8.25.2002

Había una vez una mujer que no sabía escribir diarios.
Le gustaba mucho comprar cuadernos bonitos y que se los regalasen. Le gustaba escribir, le gustaba levantarse y anotar sus pensamientos, le gustaba aprender cosas escribiendo. Le gustaba verse madurar en las palabras. Pero aunque escribir con pluma también le encantaba, nunca encontró motivos suficientes para terminar un diario. Tendía a vivir para otros la vida que no estaba segura de querer seguir viviendo para ella misma.
Le daban miedo los cambios de letra, las desprolijidades, los borrones y tachaduras, pero también descubrir cualquier mañana que ya no tenía ganas de levantarse, que ella no era motivo suficiente para hacerlo.
Probó entonces con un diario que pudiese leer todo el mundo y que al mismo tiempo la obligase a ponerse en pie, como regar las plantas o dar de comer al gato, pero los dos que tuvo se le murieron dentro porque no todo el mundo supo entender con qué objeto los escribía ni tampoco ver qué sagrada era para ella tal ceremonia.

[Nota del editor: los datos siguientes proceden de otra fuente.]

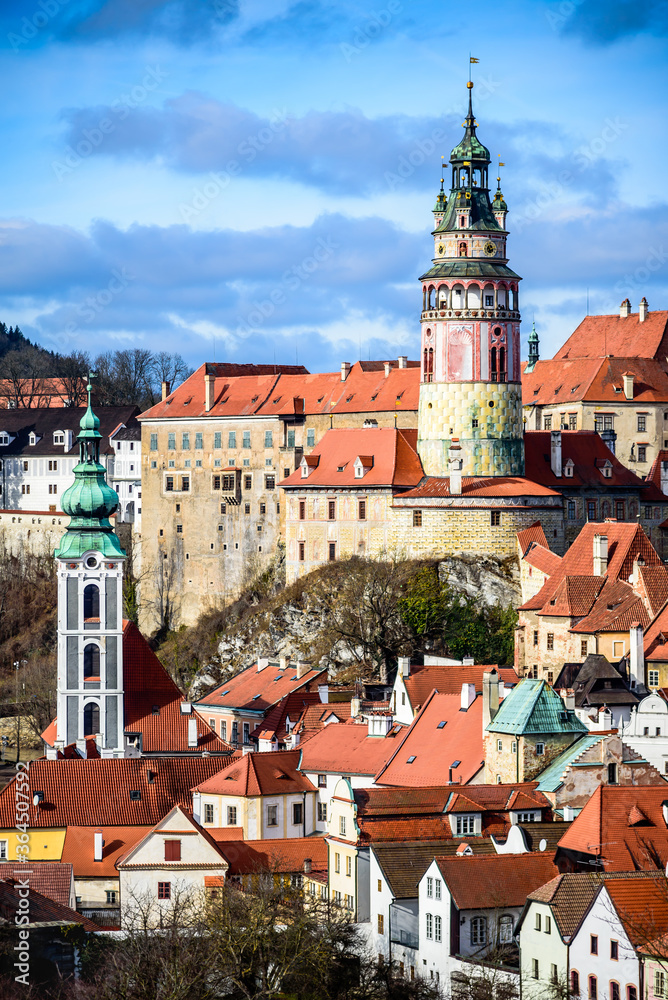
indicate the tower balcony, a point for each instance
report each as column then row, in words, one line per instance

Un domingo sintió de pronto que lo que realmente quería era terminar un cuaderno, ser capaz de llenar hasta la última hoja en blanco y que fuese secreto y solo para ella. Y pensó que si después de intentarlo una vez más no le salía, quizá fuese hora de reconocer que lo suyo no era escribir diarios íntimos. Ese mismo día decidió abrir una nueva cuenta de correo. Empezar de nuevo muchas cosas. Crear otros ritmos. Inventarse un modo más dulce de vivir.